The Many Faces of Blake’s Lotaburger
When I was a kid, it was just “Lotaburger,” no “Blake’s”. It was one of our neighborhood hangouts, across from the high school. There was no indoor dining area. You either sat in your car, on your car, or on the massive concrete tables in the shade under the metal canopy while you waited for your number to be called. “Number 52. 52, please!”
Cracking the Code
We were lucky. My best friend’s mom worked a split shift at our neighborhood LB, so we could go there after school and order a Lotaburger (cheese, green chile, no lettuce, extra mustard) and a large root beer.
She’d write the order in pencil on the bag your food would eventually be served in. The order was written in a kind of code. A large “1” and then in smaller letters next to it “CH, GC, HL, XM”. Then, below all that a large “RB-L.” It was like watching an ancient Sumerian scribe tally up the day’s grain storage in an unknowable hieroglyphic.
By our junior year, my best friend followed in his mom’s footsteps and graduated from customer to employee himself. He learned the secrets of bag code and fry craft, and like a card trick your uncle taught you, the mystique rapidly faded, and we found ourselves hanging out at other haunts. Usually someplace with a Pac-Man game.
While I was away at college, the “Blake’s” man started showing up in the signage. At first I was appalled. Who was this character? He looked like a cross between Uncle Sam and Curious George. Apparently following the lead of Ronald, Wendy and Colonel Sanders, someone decided a trade character and a first name would make the Lotaburger dining experience more personable. And so a beloved Alphaquerque landmark was born.
Just like the grinning giant, the Blake’s lettering style on this particular sign has a lot of personality. The example here is a loose script brushstroke of a signature. It’s casual, energetic and friendly.
Blake’s Got a New Face
What is troubling about the Lotaburger identity is the broad variety of typefaces used by the chain. Newer signs now sport a less energetic rendering of the name in a bland Brush Script, a typeface so overused since its inception in 1942 that it now renders nearly any corporate identity as either generic or ironic. This newer type treatment also reintroduces the word “Lotaburger” back into the signage, in a no-frills sans serif. The sign at left uses Franklin Gothic, but Blake’s likes to give several grotesk-style sans serifs their moment in the sun.
The Blake’s website sports a similar treatment, albeit with a mid-weight Helvetica, which is also used in much of Blake’s print collateral, such as its bags, and print advertising.

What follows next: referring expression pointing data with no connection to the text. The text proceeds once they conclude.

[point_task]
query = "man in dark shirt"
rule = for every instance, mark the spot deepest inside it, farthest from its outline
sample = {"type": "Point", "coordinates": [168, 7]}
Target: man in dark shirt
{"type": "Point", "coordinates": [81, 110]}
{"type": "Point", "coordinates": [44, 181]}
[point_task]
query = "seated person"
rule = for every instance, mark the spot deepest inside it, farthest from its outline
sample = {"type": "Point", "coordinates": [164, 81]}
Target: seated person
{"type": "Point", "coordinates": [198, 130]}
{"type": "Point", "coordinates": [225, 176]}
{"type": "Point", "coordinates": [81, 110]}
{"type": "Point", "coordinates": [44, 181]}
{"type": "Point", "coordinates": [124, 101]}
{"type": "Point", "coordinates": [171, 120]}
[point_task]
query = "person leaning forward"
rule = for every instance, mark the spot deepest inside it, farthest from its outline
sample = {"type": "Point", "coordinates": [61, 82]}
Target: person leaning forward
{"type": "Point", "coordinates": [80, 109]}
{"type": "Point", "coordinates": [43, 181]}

On their livery, Blake’s has used Helvetica’s idiot cousin Arial (below left) as well as the hulk-like slab-serif Aachen (below right) on occasion.

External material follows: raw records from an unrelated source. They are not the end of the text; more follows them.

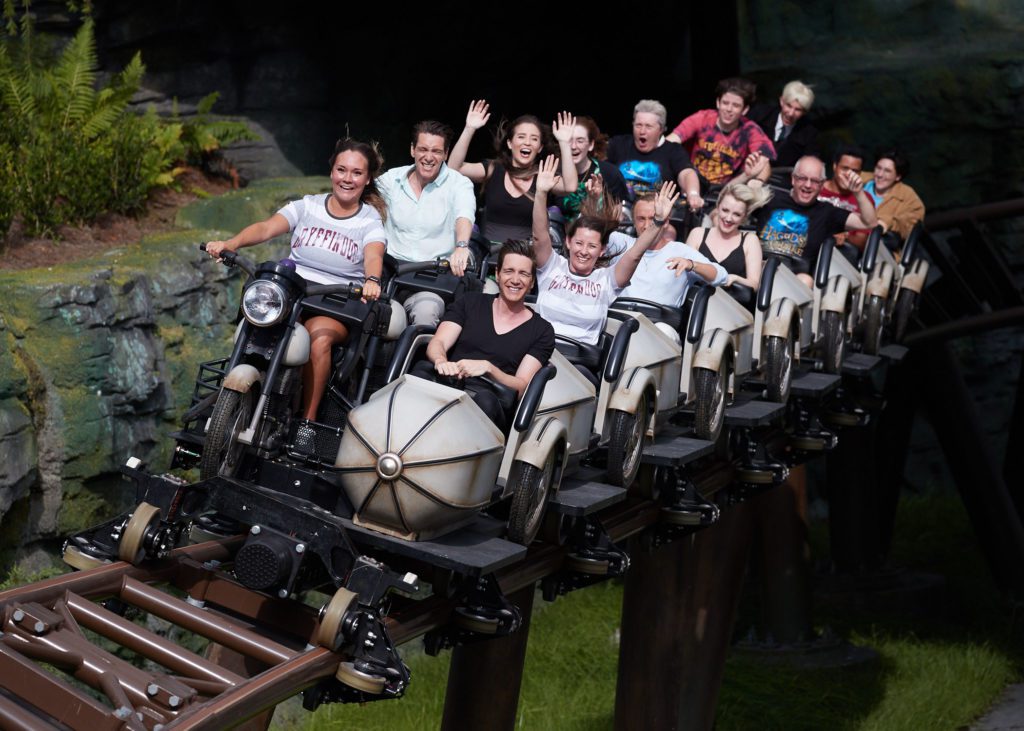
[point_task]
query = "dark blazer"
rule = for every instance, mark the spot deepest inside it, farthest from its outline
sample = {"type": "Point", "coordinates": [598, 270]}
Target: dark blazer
{"type": "Point", "coordinates": [801, 140]}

Another slab-serif, Lubalin Graph can be spotted around town for the Lotaburger wordmark.
For a more nostalgic look, this throwback slug-serif version still stands at some locations.
Maybe someday all of the Blake’s brand assets will be on the same identity standard, but with nearly 80 locations, it’s a big job. Even for a giant.
Whoops, gotta go. I think they just called my number.